Drivers from the firm, which is part of Wanzl, one of the largest manufacturers in the UK, have been out hunting for errant trolleys for the past year but the firm said it hoped the "point and click" aspect of the app would yield more accurate results.
Dean Rolland, managing director Wanzl, which has its headquarters in Warwick, said: "There are about two million in the UK and we are collecting some 400,000 a year.
"Our teams - about 47 currently - have been driving around finding them but this new technology means much more accuracy.
"We supply a whole range of trolleys - something that is unique to the UK really, in terms of size and shape. It costs local authorities to retrieve them and then there are fines for the retailers, but now we can find them via the new app and get them back."
Rob Mutch, from Asda in Leamington Spa, Warwickshire, said he estimated hundreds of trolleys were lost from the store each month.
While many are returned, he said it was still a big problem.
"It's very frustrating... it is simply local residents," he said.
"They are coming in and doing their shopping and rather than carry their shopping home or get a taxi from the store, they are simply taking trolleys home and abandoning [them] in locals roads.
In 2009, British Waterways launched a hotline for people to report any wayward trolleys spotted in canals or rivers.

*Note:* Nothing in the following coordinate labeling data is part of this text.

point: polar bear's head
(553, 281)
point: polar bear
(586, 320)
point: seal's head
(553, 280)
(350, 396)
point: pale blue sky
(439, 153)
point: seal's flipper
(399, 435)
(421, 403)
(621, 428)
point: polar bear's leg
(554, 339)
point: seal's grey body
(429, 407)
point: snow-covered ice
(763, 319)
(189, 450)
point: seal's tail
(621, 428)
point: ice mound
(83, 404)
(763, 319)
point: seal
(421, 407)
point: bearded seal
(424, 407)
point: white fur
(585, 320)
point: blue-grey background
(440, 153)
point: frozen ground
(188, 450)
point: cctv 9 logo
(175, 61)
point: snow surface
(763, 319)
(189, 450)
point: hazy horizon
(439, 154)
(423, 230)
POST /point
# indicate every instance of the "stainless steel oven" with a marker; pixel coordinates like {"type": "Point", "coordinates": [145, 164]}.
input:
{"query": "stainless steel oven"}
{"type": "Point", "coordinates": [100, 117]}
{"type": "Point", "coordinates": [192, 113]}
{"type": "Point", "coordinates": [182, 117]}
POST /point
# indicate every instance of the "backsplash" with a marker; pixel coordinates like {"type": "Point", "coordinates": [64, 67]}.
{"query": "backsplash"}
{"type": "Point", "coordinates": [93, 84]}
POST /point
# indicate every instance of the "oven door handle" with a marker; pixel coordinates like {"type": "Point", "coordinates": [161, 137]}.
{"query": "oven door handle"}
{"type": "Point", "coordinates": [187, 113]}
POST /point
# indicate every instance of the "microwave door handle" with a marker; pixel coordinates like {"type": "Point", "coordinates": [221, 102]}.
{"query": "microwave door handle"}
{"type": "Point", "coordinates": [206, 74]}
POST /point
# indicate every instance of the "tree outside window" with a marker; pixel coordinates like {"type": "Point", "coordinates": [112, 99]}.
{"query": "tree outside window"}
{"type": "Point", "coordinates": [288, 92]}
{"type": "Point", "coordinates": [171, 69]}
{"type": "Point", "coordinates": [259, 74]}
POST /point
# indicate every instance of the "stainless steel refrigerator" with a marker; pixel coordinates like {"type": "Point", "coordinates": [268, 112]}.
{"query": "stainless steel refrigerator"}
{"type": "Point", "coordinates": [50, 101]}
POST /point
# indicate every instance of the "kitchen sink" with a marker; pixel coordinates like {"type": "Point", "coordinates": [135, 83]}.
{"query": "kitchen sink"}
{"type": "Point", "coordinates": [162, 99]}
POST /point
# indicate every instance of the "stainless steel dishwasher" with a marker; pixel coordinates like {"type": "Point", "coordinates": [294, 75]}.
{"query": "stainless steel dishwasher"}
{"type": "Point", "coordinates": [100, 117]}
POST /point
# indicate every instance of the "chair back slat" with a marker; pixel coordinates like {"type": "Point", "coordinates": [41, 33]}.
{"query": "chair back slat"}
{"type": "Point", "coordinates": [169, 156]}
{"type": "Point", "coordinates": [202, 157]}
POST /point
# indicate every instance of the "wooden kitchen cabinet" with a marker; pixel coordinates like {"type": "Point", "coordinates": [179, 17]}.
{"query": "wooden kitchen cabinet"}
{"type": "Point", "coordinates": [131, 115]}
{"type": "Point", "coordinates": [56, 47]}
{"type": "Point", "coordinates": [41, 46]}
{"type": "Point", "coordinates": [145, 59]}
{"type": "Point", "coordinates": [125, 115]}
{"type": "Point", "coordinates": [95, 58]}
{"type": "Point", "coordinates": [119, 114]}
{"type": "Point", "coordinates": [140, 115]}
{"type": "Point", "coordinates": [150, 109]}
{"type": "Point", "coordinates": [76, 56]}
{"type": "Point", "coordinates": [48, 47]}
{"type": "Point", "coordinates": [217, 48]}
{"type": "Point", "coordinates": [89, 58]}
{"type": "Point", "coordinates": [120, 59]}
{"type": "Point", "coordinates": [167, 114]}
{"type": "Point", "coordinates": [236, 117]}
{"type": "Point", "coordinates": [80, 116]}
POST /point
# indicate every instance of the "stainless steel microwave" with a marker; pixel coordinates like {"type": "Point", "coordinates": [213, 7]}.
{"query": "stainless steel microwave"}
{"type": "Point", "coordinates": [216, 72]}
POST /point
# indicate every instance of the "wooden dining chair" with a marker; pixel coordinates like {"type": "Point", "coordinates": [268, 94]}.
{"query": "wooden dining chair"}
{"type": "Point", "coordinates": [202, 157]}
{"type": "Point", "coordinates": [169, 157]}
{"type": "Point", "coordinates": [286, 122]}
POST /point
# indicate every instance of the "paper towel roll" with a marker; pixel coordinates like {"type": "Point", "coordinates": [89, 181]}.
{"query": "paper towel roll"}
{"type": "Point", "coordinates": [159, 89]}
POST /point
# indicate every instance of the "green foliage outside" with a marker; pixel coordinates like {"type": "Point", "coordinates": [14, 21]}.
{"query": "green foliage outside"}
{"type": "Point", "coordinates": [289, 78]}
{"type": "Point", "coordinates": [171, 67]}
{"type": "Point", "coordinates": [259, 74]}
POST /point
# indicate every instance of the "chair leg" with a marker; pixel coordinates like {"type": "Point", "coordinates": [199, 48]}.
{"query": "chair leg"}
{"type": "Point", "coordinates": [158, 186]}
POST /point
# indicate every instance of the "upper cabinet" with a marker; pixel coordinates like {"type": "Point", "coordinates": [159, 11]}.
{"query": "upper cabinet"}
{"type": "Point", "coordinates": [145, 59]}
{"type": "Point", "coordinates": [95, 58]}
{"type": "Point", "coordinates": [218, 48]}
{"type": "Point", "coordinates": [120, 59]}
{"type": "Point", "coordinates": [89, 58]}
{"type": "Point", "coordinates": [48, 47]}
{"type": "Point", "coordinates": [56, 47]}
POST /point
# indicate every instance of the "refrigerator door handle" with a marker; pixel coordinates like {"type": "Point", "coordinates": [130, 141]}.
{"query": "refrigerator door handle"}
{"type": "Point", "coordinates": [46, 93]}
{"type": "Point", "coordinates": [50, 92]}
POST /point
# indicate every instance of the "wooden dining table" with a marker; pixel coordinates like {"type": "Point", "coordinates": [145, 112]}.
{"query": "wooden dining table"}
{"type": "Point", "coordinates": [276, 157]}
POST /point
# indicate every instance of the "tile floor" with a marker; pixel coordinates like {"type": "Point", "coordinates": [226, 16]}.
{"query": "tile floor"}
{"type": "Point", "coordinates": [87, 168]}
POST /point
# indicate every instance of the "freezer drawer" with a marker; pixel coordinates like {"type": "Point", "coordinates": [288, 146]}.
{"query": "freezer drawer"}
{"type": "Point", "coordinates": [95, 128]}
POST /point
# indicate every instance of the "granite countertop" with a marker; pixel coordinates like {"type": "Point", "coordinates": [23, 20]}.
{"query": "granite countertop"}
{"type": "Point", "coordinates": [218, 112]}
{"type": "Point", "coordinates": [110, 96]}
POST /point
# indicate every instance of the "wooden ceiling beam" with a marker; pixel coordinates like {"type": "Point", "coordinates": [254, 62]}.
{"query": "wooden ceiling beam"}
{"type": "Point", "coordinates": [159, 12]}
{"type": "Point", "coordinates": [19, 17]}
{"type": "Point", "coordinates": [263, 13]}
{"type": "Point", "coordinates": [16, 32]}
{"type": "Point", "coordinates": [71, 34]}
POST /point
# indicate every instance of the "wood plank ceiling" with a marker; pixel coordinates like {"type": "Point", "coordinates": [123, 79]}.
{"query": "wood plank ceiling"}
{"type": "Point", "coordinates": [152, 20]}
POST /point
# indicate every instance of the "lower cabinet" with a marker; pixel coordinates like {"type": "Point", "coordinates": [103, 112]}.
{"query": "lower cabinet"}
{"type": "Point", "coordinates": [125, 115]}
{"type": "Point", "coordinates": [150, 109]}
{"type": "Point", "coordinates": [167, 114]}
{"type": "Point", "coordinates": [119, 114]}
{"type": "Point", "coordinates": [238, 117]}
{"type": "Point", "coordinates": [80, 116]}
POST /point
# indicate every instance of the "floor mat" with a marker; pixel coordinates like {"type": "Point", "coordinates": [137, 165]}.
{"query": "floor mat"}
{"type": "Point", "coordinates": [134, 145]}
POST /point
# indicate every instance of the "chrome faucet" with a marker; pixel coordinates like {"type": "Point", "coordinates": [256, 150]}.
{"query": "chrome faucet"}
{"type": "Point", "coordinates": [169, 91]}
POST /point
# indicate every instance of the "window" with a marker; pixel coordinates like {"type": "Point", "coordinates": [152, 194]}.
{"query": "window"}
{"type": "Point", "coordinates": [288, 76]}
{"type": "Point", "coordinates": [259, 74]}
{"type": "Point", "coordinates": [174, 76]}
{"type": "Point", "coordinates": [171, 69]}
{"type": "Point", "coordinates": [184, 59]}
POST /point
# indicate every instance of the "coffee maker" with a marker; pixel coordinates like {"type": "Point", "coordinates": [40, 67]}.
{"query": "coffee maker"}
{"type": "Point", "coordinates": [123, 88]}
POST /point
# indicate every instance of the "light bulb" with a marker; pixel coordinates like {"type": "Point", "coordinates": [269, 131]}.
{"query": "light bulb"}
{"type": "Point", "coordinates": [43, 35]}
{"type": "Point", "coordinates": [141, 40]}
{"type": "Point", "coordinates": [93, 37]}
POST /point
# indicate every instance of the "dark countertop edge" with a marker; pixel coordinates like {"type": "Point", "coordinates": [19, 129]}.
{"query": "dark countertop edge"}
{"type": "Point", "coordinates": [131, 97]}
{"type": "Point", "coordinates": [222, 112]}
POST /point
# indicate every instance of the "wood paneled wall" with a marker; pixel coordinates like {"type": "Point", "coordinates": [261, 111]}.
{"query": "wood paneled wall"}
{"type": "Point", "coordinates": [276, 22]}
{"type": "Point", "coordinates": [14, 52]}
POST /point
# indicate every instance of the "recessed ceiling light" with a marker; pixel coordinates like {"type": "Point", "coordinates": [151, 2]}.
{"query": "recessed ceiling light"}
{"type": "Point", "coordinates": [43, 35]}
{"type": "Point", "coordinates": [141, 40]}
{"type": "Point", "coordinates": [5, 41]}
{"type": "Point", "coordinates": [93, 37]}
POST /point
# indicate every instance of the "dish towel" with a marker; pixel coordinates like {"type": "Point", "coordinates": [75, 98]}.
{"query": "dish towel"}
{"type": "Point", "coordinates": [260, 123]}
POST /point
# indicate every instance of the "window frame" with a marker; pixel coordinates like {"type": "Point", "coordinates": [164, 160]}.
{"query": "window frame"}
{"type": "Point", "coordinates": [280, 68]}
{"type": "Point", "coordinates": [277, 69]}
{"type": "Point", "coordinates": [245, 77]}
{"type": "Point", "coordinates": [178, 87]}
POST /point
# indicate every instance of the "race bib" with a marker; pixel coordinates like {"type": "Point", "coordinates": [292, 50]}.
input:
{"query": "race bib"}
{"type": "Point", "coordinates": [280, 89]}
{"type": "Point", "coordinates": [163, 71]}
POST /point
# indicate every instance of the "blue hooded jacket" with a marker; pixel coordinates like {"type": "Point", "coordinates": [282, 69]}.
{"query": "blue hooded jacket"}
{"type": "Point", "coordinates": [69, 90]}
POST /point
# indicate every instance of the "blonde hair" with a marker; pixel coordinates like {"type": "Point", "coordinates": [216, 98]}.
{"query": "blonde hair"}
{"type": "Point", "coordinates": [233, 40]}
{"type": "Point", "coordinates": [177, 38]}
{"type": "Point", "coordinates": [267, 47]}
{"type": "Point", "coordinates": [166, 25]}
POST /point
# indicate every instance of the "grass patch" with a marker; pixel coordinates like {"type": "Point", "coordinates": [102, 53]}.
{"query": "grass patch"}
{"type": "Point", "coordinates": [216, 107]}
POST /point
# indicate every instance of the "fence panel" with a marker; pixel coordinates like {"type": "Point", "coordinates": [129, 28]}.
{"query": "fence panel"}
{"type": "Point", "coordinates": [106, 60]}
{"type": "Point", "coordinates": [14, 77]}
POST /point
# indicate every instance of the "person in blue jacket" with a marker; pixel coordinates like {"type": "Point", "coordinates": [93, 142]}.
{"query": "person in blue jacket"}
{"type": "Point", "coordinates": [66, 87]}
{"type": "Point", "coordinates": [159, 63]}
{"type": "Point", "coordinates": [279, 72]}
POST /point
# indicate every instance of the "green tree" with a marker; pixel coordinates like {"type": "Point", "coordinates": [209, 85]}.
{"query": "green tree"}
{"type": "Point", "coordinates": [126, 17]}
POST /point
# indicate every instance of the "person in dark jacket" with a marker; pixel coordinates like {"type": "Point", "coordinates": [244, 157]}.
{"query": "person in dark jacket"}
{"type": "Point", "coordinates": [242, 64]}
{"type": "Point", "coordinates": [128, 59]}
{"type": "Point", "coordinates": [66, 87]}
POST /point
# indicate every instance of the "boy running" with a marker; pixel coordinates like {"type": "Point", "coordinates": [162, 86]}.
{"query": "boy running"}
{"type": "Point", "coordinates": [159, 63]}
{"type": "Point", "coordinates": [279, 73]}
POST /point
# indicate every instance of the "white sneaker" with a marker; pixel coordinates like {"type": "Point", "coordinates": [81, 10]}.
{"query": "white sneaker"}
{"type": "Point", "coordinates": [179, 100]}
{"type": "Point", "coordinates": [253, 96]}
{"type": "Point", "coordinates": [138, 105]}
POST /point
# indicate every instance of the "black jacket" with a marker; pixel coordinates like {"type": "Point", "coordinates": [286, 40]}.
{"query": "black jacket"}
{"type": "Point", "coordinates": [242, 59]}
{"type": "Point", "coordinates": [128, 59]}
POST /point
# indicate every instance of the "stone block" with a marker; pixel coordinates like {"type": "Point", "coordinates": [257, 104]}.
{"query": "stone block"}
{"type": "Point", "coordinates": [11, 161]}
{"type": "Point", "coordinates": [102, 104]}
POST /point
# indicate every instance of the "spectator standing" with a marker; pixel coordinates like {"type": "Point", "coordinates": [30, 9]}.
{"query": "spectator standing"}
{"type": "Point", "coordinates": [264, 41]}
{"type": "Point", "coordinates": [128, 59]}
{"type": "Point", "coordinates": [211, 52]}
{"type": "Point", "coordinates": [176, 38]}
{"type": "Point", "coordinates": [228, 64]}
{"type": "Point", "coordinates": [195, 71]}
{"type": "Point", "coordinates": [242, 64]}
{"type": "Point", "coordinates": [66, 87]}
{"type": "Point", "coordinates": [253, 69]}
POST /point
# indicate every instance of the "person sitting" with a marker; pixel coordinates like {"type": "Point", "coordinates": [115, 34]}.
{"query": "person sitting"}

Figures the organisation quoted at the time gave an estimate of about 3,000 being dumped annually, and it said fishing them out of its network cost £150,000 each year.
But after a weak response the hotline was eventually wound up.
The Canal and River Trust, which took over responsibility for canals from British Waterways in 2012, told BBC News while it was an "emotive subject" it was not necessarily a huge problem.
"We broadly welcome anything like this scheme that helps tackle things like this but it's not as big a problem as people perceive," a spokesman said.
"We do get some calls, perhaps from boaters who have struck one, and our staff do remove them.
"Some areas are worse than others of course and do have their problems.
"Where we can, we notify the relevant supermarket otherwise we generally have to scrap them."
However, Trolleywise said once it had recovered a trolley, it could be taken to its trolley hospital for repairs before being given a new lease of life and put back into use.
Mr Rolland said: "The finish on a trolley, as you can imagine, being next to food, is very important.
"So when rusty ones are found in canals, we take them to our trolley hospital in Tibshelf where they are stripped down and repaired and have a whole new life.
"Ultimately, we're manufacturing them, reviving them and getting them back. We go though the whole cycle."